От Волги до Веймара - Луитпольд Штейдле
Шрифт:
Интервал:
Закладка:
Иной раз просто поражало, какую чуткость проявляли марксисты, когда нужно было учесть своеобразные черты представителей различных сословий и слоев населения. Это обнаруживалось и в беседах с теми военнопленными, которых трудно было убедить или вовсе нельзя было убедить в том, что фразу «гитлеры приходят и уходят, а народ немецкий, государство немецкое остается» нужно понимать буквально и что именно эта формула открывает для немецкого народа реальный выход из его отчаянного положения. Одно было бесспорно: марксисты, с которыми мы сотрудничали, относились к нам с полным доверием, хотя они и должны были считаться с тем, что в нашу среду могли проникнуть неисправимые гитлеровцы и предатели. Невозможно было заглянуть в душу другого человека, и только позднее выяснилось, кто стремился использовать Национальный комитет в эгоистических целях, а то и для конспиративных замыслов. Это обнаружилось, например, когда генерал-лейтенант Роденбург и оберштурмбанфюрер СС Хубер пытались уговорить фронтовых уполномоченных Национального комитета войти в контакт с органами фашистской контрразведки и гестапо. Но двуличным оказалось и поведение таких людей, как Эйнзидель, Путкамер, Герлах и другие, которые по возвращении на родину не погнушались прибегнуть к любой лжи, лишь бы оклеветать Национальный комитет «Свободная Германия» и Союз немецких офицеров.
Лично для меня решающее жизненное значение имело то, что оказалось возможным сотрудничество между марксистами и немарксистами, что укреплялось взаимное доверие и понимание между ними и что такая общность служила на благо всего народа; это стало основой моей дальнейшей жизни, которую я иногда полушутя называл моей «второй» жизнью; в ней стало реальностью то, что составляет смысл человеческого существования: мир и подлинная человечность.
Зейдлиц присоединяется к нам
В Луневе мы сблизились и каждый из нас – генерал и офицер, офицер и солдат, коммунист и христианин – научился прислушиваться к мнению собеседника. Но это не исключало и того, что между нами возникали резкие стычки. Вспыхивали споры, когда кто-либо из нас подчеркивал, что военная профессия, офицерская служба в вермахте нерасторжимо связана с фашистской идеологией, когда обсуждались последствия приказа Рейхенау, приказа об уничтожении комиссаров, приказа о «выжженной земле» от 21 декабря 1941 года. Уже в Луневе можно было заметить, что кое-кто примкнул к нам, руководствуясь затаенным расчетом на то, что Советы и коммунисты, может быть, пойдут на уступки (какие, собственно?), если благодаря деятельности немецких офицеров в этом Национальном комитете удастся быстрее довести войну до конца. Подобным взглядам приходилось давать твердый отпор. Это имело и для нас положительную сторону: мы снова и снова убеждались в необходимости исходить из Манифеста Национального комитета.

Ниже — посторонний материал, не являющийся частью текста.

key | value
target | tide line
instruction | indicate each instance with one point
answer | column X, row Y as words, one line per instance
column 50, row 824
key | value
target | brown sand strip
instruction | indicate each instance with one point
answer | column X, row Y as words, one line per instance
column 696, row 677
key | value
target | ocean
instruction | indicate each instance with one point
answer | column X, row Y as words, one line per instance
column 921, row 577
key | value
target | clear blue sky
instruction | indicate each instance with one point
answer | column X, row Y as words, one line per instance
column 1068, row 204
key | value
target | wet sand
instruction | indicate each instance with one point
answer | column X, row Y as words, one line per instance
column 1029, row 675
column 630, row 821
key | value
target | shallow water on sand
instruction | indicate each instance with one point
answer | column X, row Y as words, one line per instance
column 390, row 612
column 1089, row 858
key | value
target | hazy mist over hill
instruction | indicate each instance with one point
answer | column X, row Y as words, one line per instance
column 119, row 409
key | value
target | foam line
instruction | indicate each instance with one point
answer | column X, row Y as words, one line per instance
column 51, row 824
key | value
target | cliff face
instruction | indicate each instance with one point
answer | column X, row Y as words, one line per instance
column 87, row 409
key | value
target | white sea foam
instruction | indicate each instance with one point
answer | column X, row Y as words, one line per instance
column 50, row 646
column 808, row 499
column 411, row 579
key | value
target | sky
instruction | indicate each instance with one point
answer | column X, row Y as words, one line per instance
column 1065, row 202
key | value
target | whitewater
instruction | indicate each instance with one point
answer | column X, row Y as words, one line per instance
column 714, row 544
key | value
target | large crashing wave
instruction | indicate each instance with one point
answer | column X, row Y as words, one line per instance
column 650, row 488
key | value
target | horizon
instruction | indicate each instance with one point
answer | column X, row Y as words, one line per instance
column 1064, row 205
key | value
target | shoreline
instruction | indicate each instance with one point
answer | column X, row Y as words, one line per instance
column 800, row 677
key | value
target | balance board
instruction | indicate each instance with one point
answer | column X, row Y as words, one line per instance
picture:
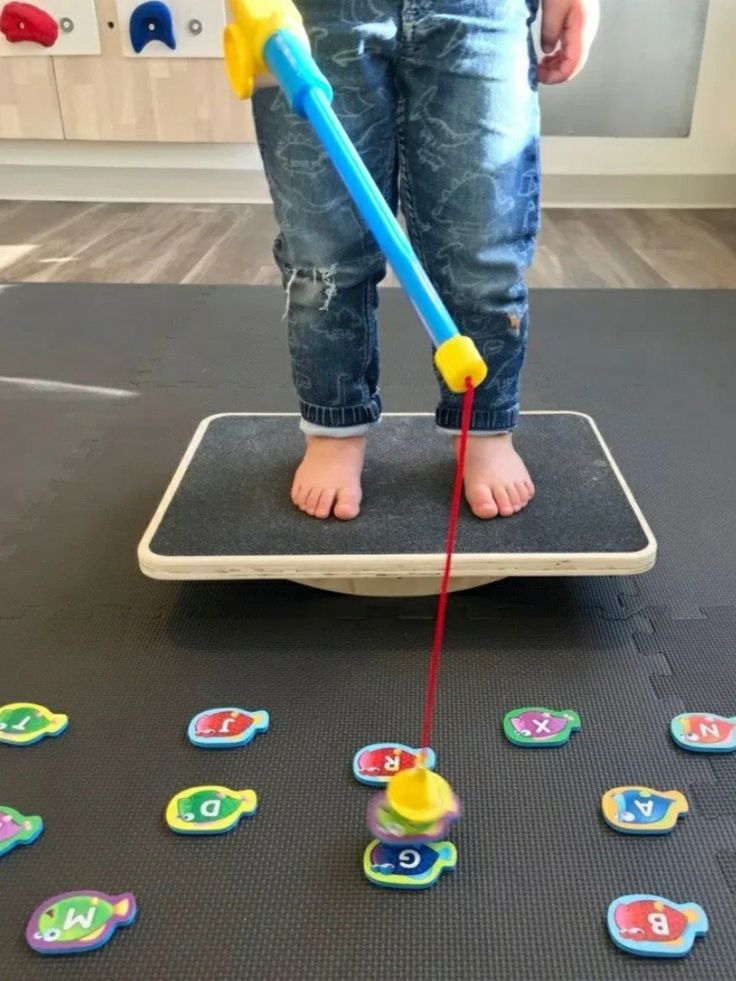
column 227, row 514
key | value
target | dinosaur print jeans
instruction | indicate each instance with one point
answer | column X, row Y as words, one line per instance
column 439, row 97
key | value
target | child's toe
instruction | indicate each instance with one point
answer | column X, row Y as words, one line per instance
column 514, row 497
column 347, row 505
column 309, row 501
column 325, row 502
column 505, row 507
column 481, row 501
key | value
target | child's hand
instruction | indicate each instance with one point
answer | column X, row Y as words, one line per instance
column 568, row 30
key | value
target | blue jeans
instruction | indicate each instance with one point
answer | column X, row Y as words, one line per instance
column 439, row 97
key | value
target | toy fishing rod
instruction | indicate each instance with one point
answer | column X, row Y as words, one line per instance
column 268, row 37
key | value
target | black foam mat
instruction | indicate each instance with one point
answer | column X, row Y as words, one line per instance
column 131, row 660
column 229, row 485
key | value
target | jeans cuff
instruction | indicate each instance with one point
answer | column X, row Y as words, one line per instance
column 336, row 432
column 488, row 422
column 341, row 417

Манифест не был таким документом, которым можно было бы манипулировать в меру собственного понимания или применительно к своей собственной позиции либо использовать его на практике по своему усмотрению. Манифест трезво и реалистически исходил из фактического положения, он учитывал уроки германской истории и тот опыт, который уже вторично получила Европа, столкнувшись с прусско-германским милитаризмом и его покровителями. Нужно было уничтожить корни бесчеловечной нацистской системы. Только в этом случае отечество наше могло обрести спасение и возможность нового развития. Это нужно было ясно сказать тем, кто пытался превратно толковать наши намерения; все это было им сказано.
Однако и по другим причинам отношения подчас обострялись. Никогда не забуду тот день, когда я совершенно непроизвольно по ходу беседы в столовой высказал свое мнение о том, как надо организовать работу Союза немецких офицеров, и осветил связанные с этим вопросы. Я вовсе не имел намерения изложить определенную концепцию. Но когда я сформулировал мысль, что нам надо выйти за рамки теоретических рассуждений и признаний, я тут же пришел к естественным выводам, которые импульсивно изложил присутствовавшим: «Мы должны считаться с тем, что не удастся убедить военное командование отказаться от повиновения Гитлеру. Как быть тогда? Тогда мы должны позаботиться о том, чтобы части немецкой армии прекратили – сопротивление. Средства и пути можно изыскать, можно ведь и на фронте оказать воздействие на механизм командования армией, применяя легальные и нелегальные приемы и даже обходные маневры. Гитлер объявил тотальную войну, мы должны на это ответить тотальным сопротивлением. Почему бы нам не поступать так же, как действовали под Сталинградом Вальтер Ульбрихт, Эрих Вайнерт, капитан д-р Хадерман, – отправиться на советский фронт и через линию окопов обратиться с призывом выступить против Гитлера?»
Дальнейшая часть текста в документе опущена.